To start with I heard the C string having issues from the beginning with the new Cello and didn't know what a Wolf was. Eventually, I figured out that between E and F# I was getting some warbling (beat frequencies) and that puzzled me since at the time I was playing on one note, so nothing to beat against. A little google foo later and I spent two days reading about Wolf tones. But, I also was able to hear a very bright loud tone on the D string, which I have since learned is just another manifestation of the wolf.

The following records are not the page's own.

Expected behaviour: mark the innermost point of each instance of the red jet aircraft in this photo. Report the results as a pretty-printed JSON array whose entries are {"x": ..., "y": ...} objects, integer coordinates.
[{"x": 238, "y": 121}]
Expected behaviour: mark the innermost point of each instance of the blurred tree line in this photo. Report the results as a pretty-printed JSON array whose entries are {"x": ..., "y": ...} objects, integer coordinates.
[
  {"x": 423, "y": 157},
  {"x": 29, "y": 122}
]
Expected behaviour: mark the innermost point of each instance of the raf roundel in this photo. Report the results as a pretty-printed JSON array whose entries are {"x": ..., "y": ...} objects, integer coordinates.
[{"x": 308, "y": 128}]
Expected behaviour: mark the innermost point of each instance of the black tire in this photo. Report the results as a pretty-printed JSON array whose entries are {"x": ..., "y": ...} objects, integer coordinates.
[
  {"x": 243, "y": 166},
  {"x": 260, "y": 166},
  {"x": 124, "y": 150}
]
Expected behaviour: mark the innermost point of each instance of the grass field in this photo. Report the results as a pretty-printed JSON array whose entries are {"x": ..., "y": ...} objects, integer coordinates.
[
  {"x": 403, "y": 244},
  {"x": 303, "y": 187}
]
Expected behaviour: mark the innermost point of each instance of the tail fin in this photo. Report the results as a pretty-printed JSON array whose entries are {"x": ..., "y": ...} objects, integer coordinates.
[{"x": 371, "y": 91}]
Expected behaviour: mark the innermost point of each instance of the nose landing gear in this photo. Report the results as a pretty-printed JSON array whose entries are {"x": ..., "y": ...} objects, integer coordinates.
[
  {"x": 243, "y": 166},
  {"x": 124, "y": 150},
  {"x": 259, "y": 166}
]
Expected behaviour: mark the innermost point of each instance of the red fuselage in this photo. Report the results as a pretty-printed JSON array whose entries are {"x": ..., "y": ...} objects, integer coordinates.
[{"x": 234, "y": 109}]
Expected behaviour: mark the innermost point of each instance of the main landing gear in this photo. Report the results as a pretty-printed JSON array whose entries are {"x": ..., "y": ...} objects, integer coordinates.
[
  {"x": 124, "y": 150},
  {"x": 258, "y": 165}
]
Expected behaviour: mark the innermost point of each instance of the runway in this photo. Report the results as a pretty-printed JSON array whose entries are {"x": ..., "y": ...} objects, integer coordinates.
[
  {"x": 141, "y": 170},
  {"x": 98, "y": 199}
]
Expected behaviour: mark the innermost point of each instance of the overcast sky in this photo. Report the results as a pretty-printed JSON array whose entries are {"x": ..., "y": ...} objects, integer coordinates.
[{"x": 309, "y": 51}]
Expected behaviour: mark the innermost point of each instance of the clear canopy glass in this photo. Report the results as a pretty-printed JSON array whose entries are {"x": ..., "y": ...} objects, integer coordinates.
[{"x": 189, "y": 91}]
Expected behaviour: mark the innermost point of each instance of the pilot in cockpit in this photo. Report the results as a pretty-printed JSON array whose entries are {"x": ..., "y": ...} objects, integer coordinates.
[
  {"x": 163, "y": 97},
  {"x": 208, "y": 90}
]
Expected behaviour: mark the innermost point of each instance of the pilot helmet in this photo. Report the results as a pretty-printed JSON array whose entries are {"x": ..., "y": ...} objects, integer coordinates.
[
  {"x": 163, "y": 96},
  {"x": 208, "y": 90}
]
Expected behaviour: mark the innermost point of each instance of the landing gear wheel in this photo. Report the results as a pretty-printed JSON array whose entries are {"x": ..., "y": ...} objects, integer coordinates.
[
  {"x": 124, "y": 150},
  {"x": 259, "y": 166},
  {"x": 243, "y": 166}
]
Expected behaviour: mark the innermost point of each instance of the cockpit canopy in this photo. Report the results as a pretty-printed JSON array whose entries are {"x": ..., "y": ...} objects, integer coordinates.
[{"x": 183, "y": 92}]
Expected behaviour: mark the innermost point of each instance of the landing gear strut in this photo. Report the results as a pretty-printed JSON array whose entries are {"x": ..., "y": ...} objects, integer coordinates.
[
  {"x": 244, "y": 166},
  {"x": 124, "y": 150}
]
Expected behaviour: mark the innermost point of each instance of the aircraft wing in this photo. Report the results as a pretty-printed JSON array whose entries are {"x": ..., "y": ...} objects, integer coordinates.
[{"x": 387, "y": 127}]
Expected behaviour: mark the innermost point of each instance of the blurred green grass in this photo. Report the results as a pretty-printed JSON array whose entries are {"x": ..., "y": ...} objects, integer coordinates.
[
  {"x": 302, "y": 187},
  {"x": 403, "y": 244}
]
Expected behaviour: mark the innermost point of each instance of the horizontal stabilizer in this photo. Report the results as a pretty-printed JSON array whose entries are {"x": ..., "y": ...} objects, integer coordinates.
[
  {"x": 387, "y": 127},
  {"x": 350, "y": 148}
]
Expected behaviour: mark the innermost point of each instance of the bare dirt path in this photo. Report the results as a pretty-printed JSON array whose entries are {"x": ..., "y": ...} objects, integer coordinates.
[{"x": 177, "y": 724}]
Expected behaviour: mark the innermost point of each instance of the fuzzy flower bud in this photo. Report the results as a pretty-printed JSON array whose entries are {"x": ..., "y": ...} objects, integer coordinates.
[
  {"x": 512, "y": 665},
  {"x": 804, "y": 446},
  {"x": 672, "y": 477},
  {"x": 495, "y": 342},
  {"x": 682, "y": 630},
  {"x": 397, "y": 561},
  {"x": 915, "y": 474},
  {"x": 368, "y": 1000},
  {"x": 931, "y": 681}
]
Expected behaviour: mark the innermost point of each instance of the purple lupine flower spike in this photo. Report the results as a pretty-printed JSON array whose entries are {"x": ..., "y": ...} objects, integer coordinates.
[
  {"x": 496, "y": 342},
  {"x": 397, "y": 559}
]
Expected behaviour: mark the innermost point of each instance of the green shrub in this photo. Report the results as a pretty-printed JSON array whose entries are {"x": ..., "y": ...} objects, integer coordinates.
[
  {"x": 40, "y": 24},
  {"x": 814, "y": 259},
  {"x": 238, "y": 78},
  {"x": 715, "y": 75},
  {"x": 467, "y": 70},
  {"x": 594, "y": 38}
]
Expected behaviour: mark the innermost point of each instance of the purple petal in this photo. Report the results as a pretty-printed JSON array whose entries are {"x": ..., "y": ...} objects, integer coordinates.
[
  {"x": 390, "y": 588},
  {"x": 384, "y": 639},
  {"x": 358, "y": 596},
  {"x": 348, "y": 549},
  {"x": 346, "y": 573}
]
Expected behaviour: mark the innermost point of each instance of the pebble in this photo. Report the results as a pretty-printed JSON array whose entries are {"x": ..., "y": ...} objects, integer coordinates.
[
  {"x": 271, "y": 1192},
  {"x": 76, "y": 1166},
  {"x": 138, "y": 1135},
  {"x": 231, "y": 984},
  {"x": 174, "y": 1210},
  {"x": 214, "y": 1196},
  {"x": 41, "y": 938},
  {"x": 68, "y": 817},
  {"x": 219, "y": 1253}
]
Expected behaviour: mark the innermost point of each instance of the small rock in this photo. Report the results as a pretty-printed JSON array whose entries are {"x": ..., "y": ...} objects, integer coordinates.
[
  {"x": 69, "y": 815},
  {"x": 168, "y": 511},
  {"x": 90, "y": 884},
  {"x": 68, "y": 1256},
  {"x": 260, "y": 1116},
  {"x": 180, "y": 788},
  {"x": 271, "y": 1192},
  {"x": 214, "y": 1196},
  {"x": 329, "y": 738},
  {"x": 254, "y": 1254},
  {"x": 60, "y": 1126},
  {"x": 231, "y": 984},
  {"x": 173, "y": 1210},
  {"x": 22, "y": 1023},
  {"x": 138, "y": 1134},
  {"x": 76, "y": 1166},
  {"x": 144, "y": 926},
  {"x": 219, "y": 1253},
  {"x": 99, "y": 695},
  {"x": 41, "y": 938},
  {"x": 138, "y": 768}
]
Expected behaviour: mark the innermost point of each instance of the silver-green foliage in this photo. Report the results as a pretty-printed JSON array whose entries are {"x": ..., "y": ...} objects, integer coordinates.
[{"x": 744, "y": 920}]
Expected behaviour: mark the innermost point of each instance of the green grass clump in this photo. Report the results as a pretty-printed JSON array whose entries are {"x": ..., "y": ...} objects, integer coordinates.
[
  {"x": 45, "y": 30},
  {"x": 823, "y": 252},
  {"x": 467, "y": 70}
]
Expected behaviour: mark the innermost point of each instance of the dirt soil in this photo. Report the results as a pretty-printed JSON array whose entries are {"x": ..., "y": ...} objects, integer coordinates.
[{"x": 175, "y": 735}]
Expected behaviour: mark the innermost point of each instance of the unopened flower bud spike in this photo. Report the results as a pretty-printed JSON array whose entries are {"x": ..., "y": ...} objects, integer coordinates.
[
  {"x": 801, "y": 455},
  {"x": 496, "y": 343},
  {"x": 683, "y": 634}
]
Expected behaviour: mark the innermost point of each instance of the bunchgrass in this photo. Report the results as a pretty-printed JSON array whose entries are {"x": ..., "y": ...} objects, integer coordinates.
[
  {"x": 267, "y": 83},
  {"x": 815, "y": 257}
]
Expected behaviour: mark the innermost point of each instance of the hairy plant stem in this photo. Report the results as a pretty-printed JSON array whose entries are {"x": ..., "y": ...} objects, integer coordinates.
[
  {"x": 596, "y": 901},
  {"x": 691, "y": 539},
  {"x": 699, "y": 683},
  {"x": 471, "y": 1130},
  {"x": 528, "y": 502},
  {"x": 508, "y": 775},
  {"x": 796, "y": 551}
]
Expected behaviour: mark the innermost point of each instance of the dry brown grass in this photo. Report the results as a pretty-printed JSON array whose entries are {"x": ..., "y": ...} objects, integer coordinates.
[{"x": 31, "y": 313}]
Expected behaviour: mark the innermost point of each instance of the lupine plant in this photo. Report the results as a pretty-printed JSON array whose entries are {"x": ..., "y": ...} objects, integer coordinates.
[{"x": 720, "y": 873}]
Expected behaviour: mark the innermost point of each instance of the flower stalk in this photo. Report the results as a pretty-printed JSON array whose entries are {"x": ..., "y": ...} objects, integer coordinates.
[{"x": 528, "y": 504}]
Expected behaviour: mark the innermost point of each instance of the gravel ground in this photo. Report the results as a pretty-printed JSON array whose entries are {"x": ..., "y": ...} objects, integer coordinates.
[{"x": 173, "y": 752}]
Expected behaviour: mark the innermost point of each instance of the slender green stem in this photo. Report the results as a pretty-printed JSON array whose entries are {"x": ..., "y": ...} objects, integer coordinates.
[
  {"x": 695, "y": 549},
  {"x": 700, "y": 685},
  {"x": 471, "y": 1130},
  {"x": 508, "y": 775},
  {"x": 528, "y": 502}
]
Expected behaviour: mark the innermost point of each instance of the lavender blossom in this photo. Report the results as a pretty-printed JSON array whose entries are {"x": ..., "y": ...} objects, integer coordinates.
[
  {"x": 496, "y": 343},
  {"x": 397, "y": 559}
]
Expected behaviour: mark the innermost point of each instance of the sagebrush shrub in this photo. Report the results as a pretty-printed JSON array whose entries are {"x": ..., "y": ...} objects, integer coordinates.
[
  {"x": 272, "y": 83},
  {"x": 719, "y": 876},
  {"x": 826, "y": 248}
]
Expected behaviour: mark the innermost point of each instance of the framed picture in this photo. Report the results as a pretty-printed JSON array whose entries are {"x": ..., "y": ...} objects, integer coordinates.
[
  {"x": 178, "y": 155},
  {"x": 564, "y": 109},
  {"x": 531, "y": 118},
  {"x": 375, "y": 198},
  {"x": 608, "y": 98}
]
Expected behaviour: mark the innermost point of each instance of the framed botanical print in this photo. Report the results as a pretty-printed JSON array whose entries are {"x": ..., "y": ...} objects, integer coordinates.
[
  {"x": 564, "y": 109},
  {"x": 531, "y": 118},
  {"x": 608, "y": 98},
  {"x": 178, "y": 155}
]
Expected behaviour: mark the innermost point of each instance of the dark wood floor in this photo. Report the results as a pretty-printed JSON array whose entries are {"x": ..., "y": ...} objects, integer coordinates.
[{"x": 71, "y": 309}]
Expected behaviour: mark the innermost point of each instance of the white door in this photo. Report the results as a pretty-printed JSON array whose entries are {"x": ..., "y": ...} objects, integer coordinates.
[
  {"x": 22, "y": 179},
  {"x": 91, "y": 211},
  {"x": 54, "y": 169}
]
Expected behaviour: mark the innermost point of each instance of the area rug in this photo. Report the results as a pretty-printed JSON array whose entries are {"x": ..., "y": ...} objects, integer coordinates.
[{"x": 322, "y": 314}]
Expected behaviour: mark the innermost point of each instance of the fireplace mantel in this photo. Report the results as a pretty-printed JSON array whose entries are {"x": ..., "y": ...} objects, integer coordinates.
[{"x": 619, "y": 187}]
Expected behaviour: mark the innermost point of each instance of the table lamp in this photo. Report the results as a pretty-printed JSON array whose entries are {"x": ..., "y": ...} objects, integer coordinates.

The eliminators on the string alway MOVE the wolf note, they sometimes eliminate it - at least according to what I have read on makers forums and prominent named performers - and my own experience of moving it very small increments and following the wolf around between E flat and F #. At least according to such sources as the lead cellist in the Philadelphia Phil Harmonic who now uses a Krentz and swears it is next to magic, having solved his problems with wolfs that he has fought for over 40 years.
On the other hand it is controversial. Many complain that it changes to voice of the instrument too much, since it is affecting the entire range of the instrument and not just one string.
For myself, I bought a bunch of magnets and a bunch of string wolf eliminators and have been growing more and more frustrated (and still only spent about 20% of the cost of the Krentz!). The Magnets do move the wolf tone (note) also, but in doing so they change the sound quality of all the strings. SO, it is a long process of move the magnet a little and play some scales, move again play some scales, until I think I have a spot that is a good compromise. Sometimes it sounds like I have found a good compromise with them, and the strings feel/sound very balanced - then I do something stupid like take off the magnets to compare the sound, and the instrument comes alive - sigh. Also, I am working in a small room which also affects how my cello sounds. I went to see my Luthier and in his large practice show floor my cello sounded SO MUCH better - sigh. I need to buy a bigger house so I can practice! I don't think momma is buying into that one.
Where I am at, at the moment is I am using a string wolf eliminator on the C string to move the natural wolf note from just a little above F ( +25 cents) down to about half way between F and E (it drifts around based on humidity and temperature). Even with my crappy intonation (I am really new) seldom hits that "note". But, that leaves my C string sounding a little unfocused. So, I put in two small magnets (one inside one outside, they are 1/2 inch diameter and about 6 grams each - the 8 gram magnets were way to much and killed the voice no matter where I put them) and fiddled (sorry for the pun) with them for a couple hours until I found a position that focused my C string without destroying the others.. I hope. Of course, my final test will be to go back to my Luthier (1 hour drive - sigh) and see how it sounds there and listen to him explain why they are a bad idea - he against any messing with the resonance the maker designed into the Cello.
I still think my top 3 strings sound awesome without the magnets. But the C is just kind of hollow or unfocused. And so doesn't balance with the others. And of course in a big room that doesn't happen, then C string sounds great, like at my Luthiers!
I can see this is going to be a fun journey!